И в то же мгновение пришла боль, по сравнению с которой прежняя показалась щекоткой. Рвало, выворачивало наизнанку, и изнанка эта чувствовала все: прикосновение воздуха казалось ударом плети, тихий шепот оглушал, как взрыв боевого снаряда. Вот такая чувствительная у него оказалась изнанка… А выпитая кровь смертельным ядом растекалась по жилам, выжигала Григория изнутри, уничтожала.

– Что это?.. – только и смог спросить. На большее не осталось сил.

– Это погибельная кровь мертворожденного, Гринечка. – Женщина, которая обманула и предала, протянула было руку, чтобы погладить его по голове, но не решилась. Правильно, что не решилась. Он бы нашел силы, чтобы впиться ей уже не в руку, а в глотку. Помогла бы ненависть. – Это шанс для тебя, миленький. Один на миллион, но уж какой есть. Ты же фартовый. – Она говорила, а из синих-синих глаз ее катились слезы. – Ты фартовый, Гринечка. Даст бог, справишься.

Он не справится! С этим никто не справится! Никакой фарт не поможет.

– Я просил помощи… – просипел, выкашливая из глотки черную погибельную кровь. Теперь уж точно погибельную… – А вы… что вы наделали, тетя Оля?..

– Мне пора, Гринечка. – Она встала с колен. – Дальше ты сам…

Сказала и пошла прочь, не оборачиваясь. Спина прямая, осанка царская. Гадина! Мертворожденная гадина!!!

Кажется, он кричал всякое в эту ее прямую спину. Проклинал, грозился прийти к ней, к Танюшке ее прийти.

Не обернулась, даже шаг не замедлила. Ведьма!

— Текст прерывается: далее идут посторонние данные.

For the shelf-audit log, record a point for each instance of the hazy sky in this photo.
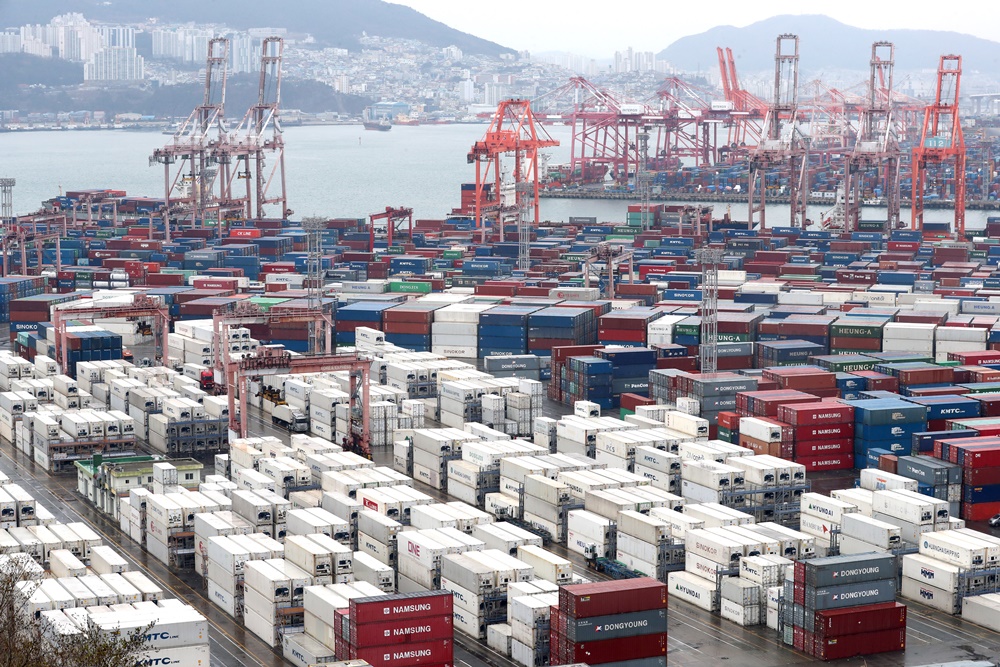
(598, 29)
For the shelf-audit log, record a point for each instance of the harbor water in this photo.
(336, 171)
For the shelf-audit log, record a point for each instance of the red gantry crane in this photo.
(783, 143)
(141, 307)
(746, 111)
(941, 144)
(392, 217)
(189, 174)
(271, 360)
(512, 132)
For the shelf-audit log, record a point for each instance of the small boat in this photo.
(378, 124)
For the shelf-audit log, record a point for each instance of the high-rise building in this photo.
(115, 63)
(74, 37)
(244, 53)
(117, 35)
(10, 42)
(467, 90)
(494, 93)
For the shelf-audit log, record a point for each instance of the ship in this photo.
(379, 125)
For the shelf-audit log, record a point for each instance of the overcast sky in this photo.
(598, 29)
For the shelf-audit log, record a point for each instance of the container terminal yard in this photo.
(489, 440)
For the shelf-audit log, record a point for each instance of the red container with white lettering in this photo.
(406, 655)
(401, 607)
(392, 632)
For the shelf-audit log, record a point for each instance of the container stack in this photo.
(820, 516)
(715, 393)
(360, 314)
(979, 458)
(555, 327)
(885, 426)
(610, 622)
(529, 621)
(855, 334)
(844, 606)
(399, 630)
(477, 582)
(627, 328)
(503, 330)
(455, 332)
(409, 325)
(420, 553)
(630, 370)
(822, 434)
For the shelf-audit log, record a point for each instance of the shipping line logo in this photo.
(624, 625)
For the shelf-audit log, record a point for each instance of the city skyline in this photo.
(599, 35)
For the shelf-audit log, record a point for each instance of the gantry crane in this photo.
(782, 143)
(941, 143)
(244, 313)
(877, 146)
(392, 216)
(613, 257)
(257, 139)
(189, 176)
(270, 360)
(512, 132)
(747, 111)
(141, 307)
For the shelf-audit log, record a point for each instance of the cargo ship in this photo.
(377, 124)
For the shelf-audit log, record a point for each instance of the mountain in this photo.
(337, 23)
(825, 43)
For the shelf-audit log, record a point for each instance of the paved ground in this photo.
(697, 638)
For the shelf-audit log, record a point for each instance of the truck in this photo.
(205, 376)
(289, 418)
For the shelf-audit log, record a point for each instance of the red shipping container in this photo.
(869, 643)
(402, 632)
(981, 476)
(401, 608)
(823, 432)
(816, 413)
(423, 653)
(860, 620)
(612, 597)
(831, 462)
(618, 650)
(823, 448)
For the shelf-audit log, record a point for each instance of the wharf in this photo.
(741, 198)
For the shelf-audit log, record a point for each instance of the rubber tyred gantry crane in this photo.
(512, 132)
(140, 307)
(272, 361)
(244, 313)
(392, 217)
(941, 143)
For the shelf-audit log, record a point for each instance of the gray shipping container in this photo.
(850, 569)
(619, 625)
(929, 471)
(850, 595)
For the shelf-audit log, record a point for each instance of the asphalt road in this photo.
(697, 638)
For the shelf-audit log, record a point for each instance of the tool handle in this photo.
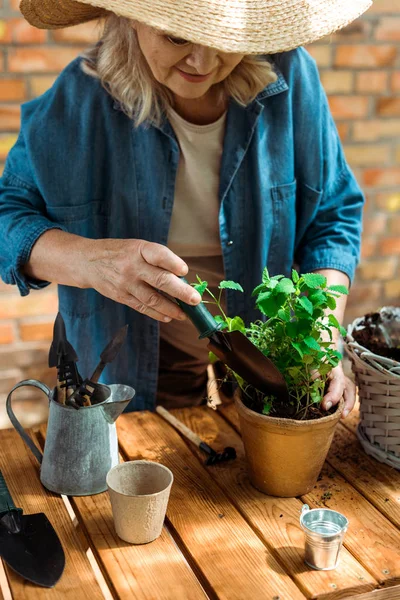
(6, 501)
(201, 318)
(188, 433)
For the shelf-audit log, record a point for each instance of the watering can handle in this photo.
(43, 388)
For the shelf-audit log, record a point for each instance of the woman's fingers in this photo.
(151, 300)
(349, 395)
(162, 257)
(340, 385)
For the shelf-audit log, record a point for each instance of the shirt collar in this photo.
(278, 86)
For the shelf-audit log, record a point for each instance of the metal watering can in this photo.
(81, 445)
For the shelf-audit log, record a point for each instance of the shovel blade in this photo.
(243, 357)
(35, 552)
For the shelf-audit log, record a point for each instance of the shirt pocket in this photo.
(280, 256)
(89, 220)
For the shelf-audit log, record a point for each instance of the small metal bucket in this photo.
(325, 531)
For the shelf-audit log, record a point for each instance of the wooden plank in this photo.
(22, 477)
(371, 538)
(378, 482)
(392, 593)
(276, 520)
(232, 558)
(156, 571)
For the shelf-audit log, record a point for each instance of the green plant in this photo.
(295, 332)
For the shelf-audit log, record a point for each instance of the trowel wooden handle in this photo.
(201, 318)
(188, 433)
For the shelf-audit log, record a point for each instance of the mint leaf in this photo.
(314, 280)
(230, 285)
(341, 289)
(311, 343)
(201, 287)
(298, 348)
(333, 321)
(237, 324)
(285, 286)
(265, 276)
(306, 304)
(331, 302)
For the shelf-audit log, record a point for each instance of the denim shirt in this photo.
(286, 196)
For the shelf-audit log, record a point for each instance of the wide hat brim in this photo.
(243, 26)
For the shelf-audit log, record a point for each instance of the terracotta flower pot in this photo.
(285, 456)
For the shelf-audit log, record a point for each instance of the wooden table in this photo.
(222, 538)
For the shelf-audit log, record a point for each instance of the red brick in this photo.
(343, 130)
(87, 33)
(12, 90)
(357, 31)
(10, 117)
(40, 84)
(368, 248)
(363, 56)
(321, 54)
(384, 6)
(19, 31)
(382, 177)
(388, 30)
(36, 332)
(395, 82)
(360, 291)
(337, 82)
(390, 202)
(5, 32)
(380, 270)
(374, 225)
(372, 82)
(392, 290)
(389, 107)
(374, 130)
(6, 333)
(348, 107)
(394, 225)
(7, 141)
(31, 354)
(37, 304)
(40, 60)
(390, 246)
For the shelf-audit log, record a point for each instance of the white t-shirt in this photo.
(194, 230)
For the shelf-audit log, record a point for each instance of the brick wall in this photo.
(360, 71)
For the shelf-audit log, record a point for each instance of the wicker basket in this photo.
(378, 381)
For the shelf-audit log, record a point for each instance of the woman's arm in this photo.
(339, 384)
(131, 272)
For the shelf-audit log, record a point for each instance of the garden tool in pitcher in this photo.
(81, 441)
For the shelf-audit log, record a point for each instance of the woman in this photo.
(192, 137)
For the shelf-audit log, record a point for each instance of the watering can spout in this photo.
(119, 399)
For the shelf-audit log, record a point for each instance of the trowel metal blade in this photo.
(243, 357)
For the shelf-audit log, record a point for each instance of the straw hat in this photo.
(244, 26)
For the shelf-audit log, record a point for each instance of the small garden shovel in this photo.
(238, 352)
(28, 543)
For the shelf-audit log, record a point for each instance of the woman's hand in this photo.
(339, 385)
(134, 272)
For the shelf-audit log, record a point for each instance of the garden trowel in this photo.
(28, 543)
(237, 351)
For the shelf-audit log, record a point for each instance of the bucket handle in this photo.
(43, 388)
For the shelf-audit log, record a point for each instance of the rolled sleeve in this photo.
(333, 239)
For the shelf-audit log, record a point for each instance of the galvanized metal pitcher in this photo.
(81, 445)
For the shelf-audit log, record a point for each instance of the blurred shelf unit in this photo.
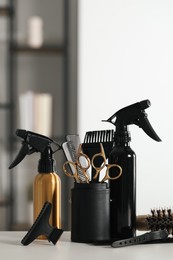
(6, 108)
(15, 48)
(5, 10)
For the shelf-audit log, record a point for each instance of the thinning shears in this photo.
(81, 165)
(103, 164)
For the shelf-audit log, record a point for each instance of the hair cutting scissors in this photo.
(103, 164)
(80, 166)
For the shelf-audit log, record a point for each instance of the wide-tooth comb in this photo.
(71, 155)
(158, 219)
(102, 136)
(91, 146)
(41, 226)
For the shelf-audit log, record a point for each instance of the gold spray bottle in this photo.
(47, 184)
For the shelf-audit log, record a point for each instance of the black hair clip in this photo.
(41, 226)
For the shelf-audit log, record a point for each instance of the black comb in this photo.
(91, 145)
(158, 219)
(41, 226)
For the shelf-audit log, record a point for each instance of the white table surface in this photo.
(11, 248)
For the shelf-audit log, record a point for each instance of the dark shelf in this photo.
(4, 202)
(45, 49)
(5, 10)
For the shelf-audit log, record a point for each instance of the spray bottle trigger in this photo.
(21, 155)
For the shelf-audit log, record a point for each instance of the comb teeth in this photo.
(161, 219)
(99, 136)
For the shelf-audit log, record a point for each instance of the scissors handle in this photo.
(107, 176)
(101, 158)
(74, 173)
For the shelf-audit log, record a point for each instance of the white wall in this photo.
(125, 56)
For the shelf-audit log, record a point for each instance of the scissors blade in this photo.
(70, 153)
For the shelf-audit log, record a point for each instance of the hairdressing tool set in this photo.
(103, 207)
(47, 184)
(83, 162)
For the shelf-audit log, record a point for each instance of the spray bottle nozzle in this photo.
(33, 142)
(134, 114)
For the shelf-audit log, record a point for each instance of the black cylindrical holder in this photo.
(90, 213)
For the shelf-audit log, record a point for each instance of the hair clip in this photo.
(41, 226)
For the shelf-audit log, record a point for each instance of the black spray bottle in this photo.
(47, 184)
(123, 190)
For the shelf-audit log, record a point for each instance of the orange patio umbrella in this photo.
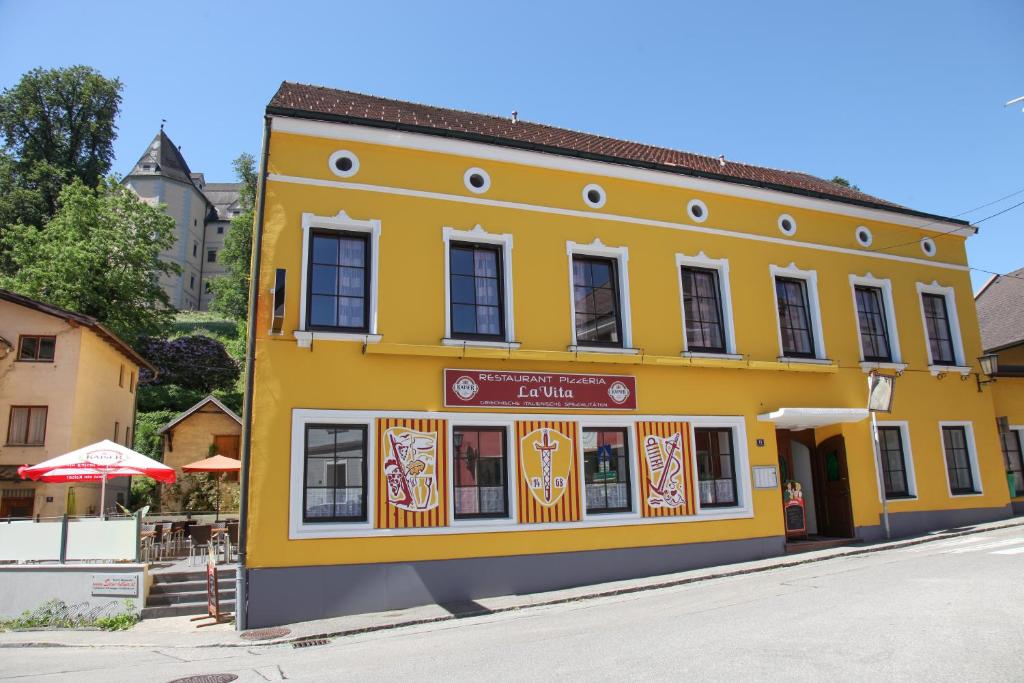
(216, 465)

Дальше ты сам. Так она сказала, да? Ну так он справится! Назло этой предательнице справится! Вот только изнанка его заживет, задубеет чуток. Вот только боль поутихнет…

По-звериному, с воем и рычанием, он принялся зарываться сначала в прелые листья, а потом, кажись, и в саму землю. Там, в ее сырых холодных недрах, боль отступала, остывала изнанка, прояснялся разум. А потом наступила благословенная темнота. Наверное, он умер…

Не умер. Очнулся в темноте и духоте, заворочался, разбрасывая комья сырой земли, выбираясь из своей собственноручно вырытой могилы. Глубокая оказалась могила. Кому другому ни за что бы не выбраться, другой бы задохся под этой земляной толщей. Но он же фартовый. Ему все по плечу. Вот помер – вот воскрес. Делов-то!